Duizelig ging ik rechtop zitten. Ik ging staan en trok Chebarbar achter me omhoog. We klommen uit de puinhoop. Een ander gebouw links van ons stortte langzaam in elkaar terwijl we er voorbij liepen. Ik keek om en zag dat de vijand vlak achter ons was. Ik voelde aan mijn botten dat het einde naderde.

We renden hijgend door het stof en sloegen nog een hoek om. Voor ons stak de schitterende, lichte, driewerf gezegende, lieve, slanke neus van een interplanetair vrachtschip in de lucht. Mijn hart sprong op van vreugde en verbazing.

'Kom!' riep ik.

Het schip stond achter een muur van twee en een halve meter hoog. De dubbele hekken met de inscriptie TransDreun Handel waren gesloten. Er boven gloeide een rode mededeling: STARTEN DADELIJK.
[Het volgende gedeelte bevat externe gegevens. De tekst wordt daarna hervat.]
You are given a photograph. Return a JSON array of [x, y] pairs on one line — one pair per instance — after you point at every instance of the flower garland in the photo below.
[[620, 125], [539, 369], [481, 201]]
De Glumpaltische menigte zwermde achter ons aan de hoek om. Ik leegde woest al mijn zakken van de stenen en merkte dat ik nog maar twee flinke stukken AM over had. Ik stopte ze onder mijn oksels, greep Chebarbar weer vast en vloog met een enorme sprong over de muur.
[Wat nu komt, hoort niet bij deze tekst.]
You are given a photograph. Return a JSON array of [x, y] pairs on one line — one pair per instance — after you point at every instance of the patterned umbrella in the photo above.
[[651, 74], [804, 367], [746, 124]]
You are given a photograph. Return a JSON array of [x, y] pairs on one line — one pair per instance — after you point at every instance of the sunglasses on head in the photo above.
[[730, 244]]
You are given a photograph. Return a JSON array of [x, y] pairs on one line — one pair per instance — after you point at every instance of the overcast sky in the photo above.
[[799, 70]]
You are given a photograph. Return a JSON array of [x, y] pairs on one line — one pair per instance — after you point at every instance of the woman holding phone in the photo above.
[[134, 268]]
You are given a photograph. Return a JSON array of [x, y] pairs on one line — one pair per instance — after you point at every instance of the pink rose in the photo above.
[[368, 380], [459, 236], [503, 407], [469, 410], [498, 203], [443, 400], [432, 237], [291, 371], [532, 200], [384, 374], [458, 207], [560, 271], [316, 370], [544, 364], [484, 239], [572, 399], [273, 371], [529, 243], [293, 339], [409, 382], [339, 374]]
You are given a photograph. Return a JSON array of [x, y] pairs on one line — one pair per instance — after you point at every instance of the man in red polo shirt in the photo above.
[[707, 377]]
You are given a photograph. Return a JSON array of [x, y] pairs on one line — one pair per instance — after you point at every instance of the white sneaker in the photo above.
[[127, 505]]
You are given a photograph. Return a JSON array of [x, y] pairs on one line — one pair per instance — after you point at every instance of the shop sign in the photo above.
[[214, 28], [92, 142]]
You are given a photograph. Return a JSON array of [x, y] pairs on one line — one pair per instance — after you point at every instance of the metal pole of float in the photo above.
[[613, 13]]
Er kwamen onmiddellijk beambten aanlopen - heerlijke, symmetrische beambten. Ik legde uit wie ik was; ik gaf hun mijn melkweg-kredietkaart, genoeg voor hen om me welkom te heten als een onverwachte passagier.

'Nou, u kunt beter aan boord gaan, meneer,' zei de kassier. 'Alles is klaar voor de aftelling. We hebben al startverlof gekregen.'

'Ik dacht dat jullie vrachtschip op Glumpalt alleen Ongustura aandeed,' merkte ik op.

Hij keek me verbaasd aan. 'Dit is Ongustura,' zei hij.

Ik was verbijsterd. 'Maar de eilandjes... het meer...'

'O, herkende u de plaats niet bij laag getij? Gedurende ongeveer veertien dagen na de opkomst van de Zwarte Zon blijft Ongustura hoog en droog liggen, zoals u ziet. Nu kunt u beter aan boord gaan met uw dame.'

Chebarbar snikte. Ze klemde zich aan mijn stoffige hemd vast en praatte bijna onsamenhangend.

'Ik kan niet met je mee, liefste. De toverkracht van dit schip is te groot voor mij. Als ik er binnen ging zou ik sterven! Je weet dat ik van je hou - maar ik kan niet, kan niet meekomen!'

Er was niets dat ik kon zeggen. Dit was des te beter, aangezien ik op het punt had gestaan haar tactvol uit te leggen dat ik haar niet mee kon nemen. Zwijgend drukte ik haar de twee brokken AM in haar hand; het zou het verstandige meisje helpen om zich in de toekomst uit de moeilijkheden te houden.

'Huil niet, Chebarbar,' zei ik terwijl ik haar op haar neus kuste. 'De tijd heelt alle wonden.'

Ik kreunde inwendig om het cliché en klom de loopplank van het vrachtschip op. De reuk van ingeblikte lucht was als een parfum. Vlak voor de luchtsluis draaide ik me om en keek nog eens naar de huilende Chebarbar.

Zonder enige verbazing zag ik dat haar tranen omhoog vielen naar de voddige wolken.